We can still use the hash function to solve it, and even hash it several times

Bloom filter

Bloom filter is actually bit + multiple hash functions. K times hash(ip) will generate multiple indexes, and set the binary of its k index positions to 1.

-If the values ​​of k index positions are all 1, then it is considered that there may be ** (because of the possibility of conflict). -If one is not 1, then **must not exist** (a value obtained by the hash function must be unique), which is also an important feature of Bloom filters.

In other words, the Bloom filter answered: may exist and must not exist.

bloom-filter-url

As can be seen from the above figure, the Bloom filter is essentially composed of a very long binary vector and multiple hash functions.

Since there is no 100% reliability of hashtable, this is essentially a reliability in exchange for space.
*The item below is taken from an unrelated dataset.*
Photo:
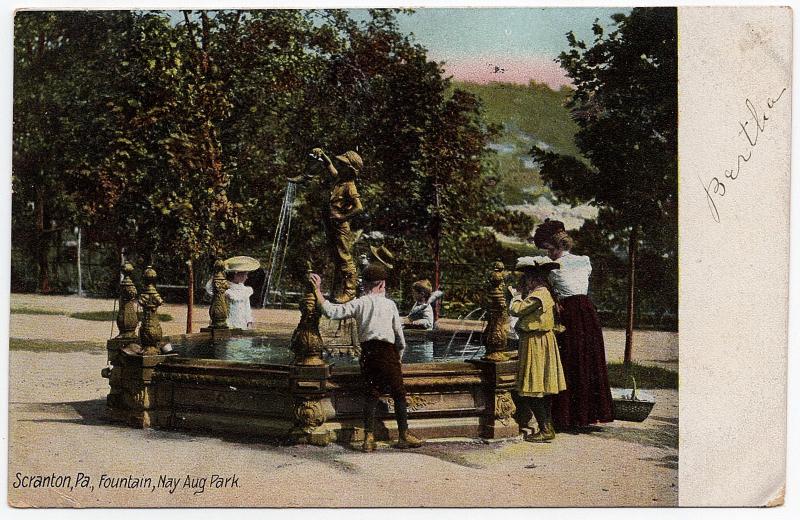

In addition to reliability, the Bloom filter is also troublesome to delete.

False positive

The Bloom filter mentioned above answers the question: may exist and must not exist. So what should you do when the answer is may exist? Generally speaking, in order to kill a thousand by mistake rather than let one go, we think he exists. At this time, a false positive occurred.

The false alarm rate is inversely proportional to the length of the binary vector.

Application of Bloom Filter

  1. Web crawlers

Determine whether a URL has been crawled

  1. KV database determines whether a key exists

For example, each Region of Hbase contains a BloomFilter, which is used to quickly determine whether a key exists in the region during query.

  1. Phishing website identification

The browser sometimes warns the user that the website visited is probably a phishing website, and this technology is used

From this algorithm, everyone can have a better understanding of tradeoff.

  1. Malicious website identification

In short, if you need to judge whether an item has appeared in a collection, and you need to be 100% sure that it has not appeared, or may have appeared, you can consider using a Bloom filter.

Code

public class MyBloomFilter {
     private static final int DEFAULT_SIZE = 2 << 31;
     private static final int[] seeds = new int [] {3,5,7,11,13,19,23,37 };
     private BitSet bits = new BitSet(DEFAULT_SIZE);
     private SimpleHash[] func = new SimpleHash[seeds.length];

     public static void main(String[] args) {
        //use
        String value = "www.xxxxx.com";
        MyBloomFilter filter = new MyBloomFilter();
        System.out.println(filter.contains(value));
        filter.add(value);
        System.out.println(filter.contains(value));
    }
    //Constructor
     public MyBloomFilter() {
         for (int i = 0; i <seeds.length; i ++) {
            func[i] = new SimpleHash(DEFAULT_SIZE, seeds[i]);
        }
    }
     //Add website
     public void add(String value) {
         for (SimpleHash f: func) {
            bits.set(f.hash(value), true );
        }
    }
     //Determine whether the suspicious website exists
     public boolean contains(String value) {
         if (value == null) {
             return false;
        }
         boolean ret = true;
         for (SimpleHash f: func) {
            //The core is through the "and" operation
            ret = ret && bits.get(f.hash(value));
        }
         return ret;
    }
}

to sum up

Bloom filter answers: may exist and must not exist. The essence is a trade-off between space and accuracy. There may be false positives in actual use. If your business can accept false positives, then using bloom filters for optimization is a good choice.